In this tutorial, we’ll look into the MAC Flooding and MAC Cloning attacks, how they work, their goal, and how to protect our networks from them. We’ll follow a case where an attacker tries to flood the network and one where they try to clone a MAC address and see how they both are done step by step.

2. Switched LAN Network

Since these attacks target switched LAN networks, let’s quickly examine how such a network generally works.

In a switched network, each device (e.g., computer, server, printer) is connected to a switch. This switch is responsible for keeping track of which device is connected to each port by maintaining a table called the “MAC Address Table”, which maps each device’s MAC address to the corresponding switch port. The MAC address is globally unique for each component, and every entity inside the network has a different hardwired address given by its manufacturer.

When a device on the network wants to communicate with another, it sends an Ethernet frame containing, among other information, the source MAC address and the destination MAC address. The switch receives this frame and uses the destination MAC address to pinpoint the correct port in the MAC Address Table. It then forwards the frame out of that port, and the two devices communicate this way.

3. What Are MAC Flooding and MAC Cloning?

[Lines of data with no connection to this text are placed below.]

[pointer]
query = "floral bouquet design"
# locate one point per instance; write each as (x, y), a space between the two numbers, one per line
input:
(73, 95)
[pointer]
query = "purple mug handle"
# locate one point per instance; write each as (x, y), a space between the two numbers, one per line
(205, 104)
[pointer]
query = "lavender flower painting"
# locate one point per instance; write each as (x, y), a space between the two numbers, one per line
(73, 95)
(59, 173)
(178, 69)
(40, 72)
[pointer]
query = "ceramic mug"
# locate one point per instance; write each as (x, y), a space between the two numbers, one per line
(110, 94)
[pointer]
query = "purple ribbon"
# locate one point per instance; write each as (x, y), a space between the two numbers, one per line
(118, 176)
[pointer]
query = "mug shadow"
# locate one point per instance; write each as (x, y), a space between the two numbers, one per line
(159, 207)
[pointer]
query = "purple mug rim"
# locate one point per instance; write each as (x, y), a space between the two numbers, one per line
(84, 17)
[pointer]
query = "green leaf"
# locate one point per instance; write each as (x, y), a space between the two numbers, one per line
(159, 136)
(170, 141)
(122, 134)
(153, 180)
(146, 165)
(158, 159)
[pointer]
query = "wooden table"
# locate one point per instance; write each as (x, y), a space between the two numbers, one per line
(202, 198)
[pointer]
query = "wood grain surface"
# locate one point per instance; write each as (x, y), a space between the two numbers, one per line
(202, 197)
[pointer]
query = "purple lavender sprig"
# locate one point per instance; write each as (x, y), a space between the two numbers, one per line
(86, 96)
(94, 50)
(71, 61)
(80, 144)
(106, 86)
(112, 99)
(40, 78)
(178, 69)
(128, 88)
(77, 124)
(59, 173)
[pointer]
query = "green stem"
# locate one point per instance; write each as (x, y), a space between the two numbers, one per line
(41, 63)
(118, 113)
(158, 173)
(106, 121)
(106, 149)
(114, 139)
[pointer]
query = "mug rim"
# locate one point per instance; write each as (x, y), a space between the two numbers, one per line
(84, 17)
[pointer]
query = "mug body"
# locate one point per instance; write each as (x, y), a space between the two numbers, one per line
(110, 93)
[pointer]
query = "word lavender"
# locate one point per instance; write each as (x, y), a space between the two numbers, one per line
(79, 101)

The attacker connects to a switch port and sends many fake Ethernet frames, each containing a different source MAC address but the same destination MAC address. The goal of this step is to flood the switch’s MAC address table with fake MAC addresses in order to fill up the table and force the switch into fail-open mode:

gains access MAC address table before

The switch learns the MAC addresses by adding them to its MAC Address Table, but since the attacker uses many different fake addresses, the table quickly fills up. This is why all the MAC addresses the attacker sends must be different for the attack to succeed because if only a set of addresses were used, the MAC Address Table might be able to hold them all without overflowing:

The attacker sends a large number of Ethernet frames with different MAC addresses. The MAC Address Table after the attacker intervention. The table is now full and cannot add new addresses, the switch is therefore in fail-safe mode

When the MAC address table is full, the switch enters a “fail-open” mode, where it starts forwarding frames to all ports instead of using the table to determine the correct port. Once the MAC address table is full, the switch can no longer use to determine the correct port to forward a frame to. Instead, it starts forwarding all frames to all ports, which causes network congestion and can disrupt network communication:

compromised

The attacker can now send information to any device on the network, disrupting network communications and even stealing information from outgoing or incoming frames. Now that the attacker has forced the switch into a fail-open mode, they can send frames to any device on the network. This can disrupt network communication and potentially allow the attacker to steal sensitive information, as they can intercept frames meant for other devices on the network. This, of course, depends on other security measures on the network, such as packet encryption.

4.2. MAC Cloning Attack

Now let’s take a look at a MAC Cloning attack to see how it works and try to figure out the differences it would have from a MAC Flooding one:

The attacker monitors network traffic to identify a legitimate device on the network. The attacker monitors network traffic to identify a legitimate device on the network that they want to impersonate. This could be a device with elevated privileges or access to sensitive information:

gains access

The attacker spoofs the MAC address of the legitimate device and connects to the network. This allows the attacker to impersonate the legitimate device and potentially gain access to its privileges or sensitive information:

spoof diagram

The attacker can now intercept and modify network traffic sent to and from the legitimate device. Now that the attacker has successfully impersonated the legitimate network entity, they can intercept and modify network traffic for that device. This allows the attacker to read on-the-wire information or write their data in the frames:

spoof

The attacker can also use this access to launch further attacks on other devices on the network. Finally, the attacker can use the access they gained by impersonating the legitimate device to launch further attacks on other devices on the network, be it injecting malicious code, performing man-in-the-middle attacks, trying to elevate their privileges, or gaining user access on servers or other machines and so on.

These two types of attacks, MAC Flooding and MAC Cloning, can come one after the other. Meaning that if one is successful, the attacker can use their elevated privileges to launch the other, depending on the purpose of their meddling with the network.